2016/17年度主要穀物の生産状況等の調査結果(第1回)を公表(ブラジル)
ブラジル国家食糧供給公社(CONAB)は10月6日、2016/17年度(10月〜翌9月)第1回目となる主要穀物の生産状況等調査結果を公表した。当該調査は、春植えの夏期作物(大豆、第1期作トウモロコシなど)と、秋植えの冬期作物(第2期作トウモロコシ、小麦、大麦、ライ麦など)の生産予測を毎月公表するものである。
これによると、主要穀物の作付面積は、前年度をわずかに上回り、生産量は前年度をかなり大きく上回ると見込まれた(表1)。
生産量のうち、トウモロコシは、国内の相場が飼料用トウモロコシ需給の逼迫から高値で推移しているため、2割超の増産が見込まれている(図1)。
また、大豆は、作付面積が微増する上、単収も前年度のエルニーニョ現象による干ばつ被害から回復する見込みを受け、初の1億トン超えが予測されている(図1)。
トウモロコシ生産量、前年から大幅増を見込む
第1期作生産量、前年度比1.6〜7.3%増
第1期作の生産量は、前年度比1.6〜7.3%増の2627万〜2773万トンを見込んでいる(表2)。
主要生産州では、国内相場が高値で推移していることを受け、作付面積の増加が見込まれている。

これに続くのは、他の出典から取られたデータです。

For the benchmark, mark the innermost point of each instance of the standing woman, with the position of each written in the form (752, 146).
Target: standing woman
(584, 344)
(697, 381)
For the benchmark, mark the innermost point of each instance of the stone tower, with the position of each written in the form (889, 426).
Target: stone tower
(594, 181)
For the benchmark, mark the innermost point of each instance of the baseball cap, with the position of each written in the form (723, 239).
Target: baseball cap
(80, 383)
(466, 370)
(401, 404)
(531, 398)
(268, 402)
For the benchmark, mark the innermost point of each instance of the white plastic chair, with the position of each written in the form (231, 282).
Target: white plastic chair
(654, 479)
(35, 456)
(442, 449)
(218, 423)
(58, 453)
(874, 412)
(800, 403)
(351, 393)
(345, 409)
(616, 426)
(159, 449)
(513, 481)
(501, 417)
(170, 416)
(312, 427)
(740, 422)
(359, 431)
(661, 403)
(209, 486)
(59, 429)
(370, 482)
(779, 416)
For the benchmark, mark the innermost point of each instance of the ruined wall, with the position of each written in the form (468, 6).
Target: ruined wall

最大生産州のリオグランデドスル州については、作付面積は増加する一方、単収は記録的な豊作となった前年度から落ち込むと見込まれており、平年並みの水準に落ち着く予測となっている。
全体としては、事前の予想では作付面積の顕著な増加が予測されていたが、前年度に干ばつの影響で十分な利益を得られず資金難に陥った生産者が多いことで作付面積が伸び悩み、やや増加にとどまる見通しとなっている。
第2期作生産量、前年度からの回復を見込む
今回の報告では、未だ具体的な作付面積の予測は行われておらず、前年度並みに仮置きされているが、干ばつにより大幅な減産を記録した前年度からの回復を見込んでいる。今後、春植えの夏期作物(大豆、トウモロコシ)の生産状況を受け、徐々に見通しが判明していく。
マトピバ地域の生産量、干ばつ被害からの回復は道半ば
CONABは、新興農業開発地域である北東部を中心としたマトピバ地域のトウモロコシ生産量について、干ばつで単収が大幅に低下した前年度からの回復を見込んで、前年度比27.8〜37.5%増を見込んでいる(表4)。

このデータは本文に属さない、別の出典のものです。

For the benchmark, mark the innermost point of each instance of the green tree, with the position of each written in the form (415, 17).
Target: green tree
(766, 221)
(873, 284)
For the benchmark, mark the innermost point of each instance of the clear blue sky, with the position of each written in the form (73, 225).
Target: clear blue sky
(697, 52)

マトピバ地域には、前年度の深刻な干ばつ被害により経営が厳しい農家が多く、今年度の生産にも多大な影響が生じるとしている。このため、前年度からは一定の回復が見込まれるものの、2014/15年度(636万トン)には遠く及ばない予測となっている。
大豆生産量、過去最高を見込むものの播種が遅れ気味
大豆生産量については、依然として収益性がトウモロコシを上回るとして、前年度から6.7〜9.0%増と過去最高を見込んでいる(表5)。
作付面積は前年度をわずかに上回る程度であるものの、単収は、干ばつなどで低水準となった前年度からの回復が見込まれている。
しかしながら、一部の主産地では、不規則な降雨を受けて播種が進んでいない。また、前年度の生産被害で資金難に陥っている生産者は、農薬や肥料の購入が進んでおらず、播種の遅れに拍車がかかっているとされる。
このため、今後の天候次第では、前年度並みに下方修正される可能性がある。
マトピバ地域の生産量、大幅な回復を見込む
マトピバ地域の大豆生産量については、大幅な減産からの回復を見込んで前年度比65.7〜72.5%増を見込んでいる(表6)。前年度の不作を受けて経営が悪化している農家が多いことから、収益性に勝る大豆を作付けする場合が多くなっている。
なお、同地域最大のバイーア州では、灌漑エリアが6万ヘクタール程度広がっており、大豆収穫後、トウモロコシや綿花、ソルガムなどの2毛作を可能としている。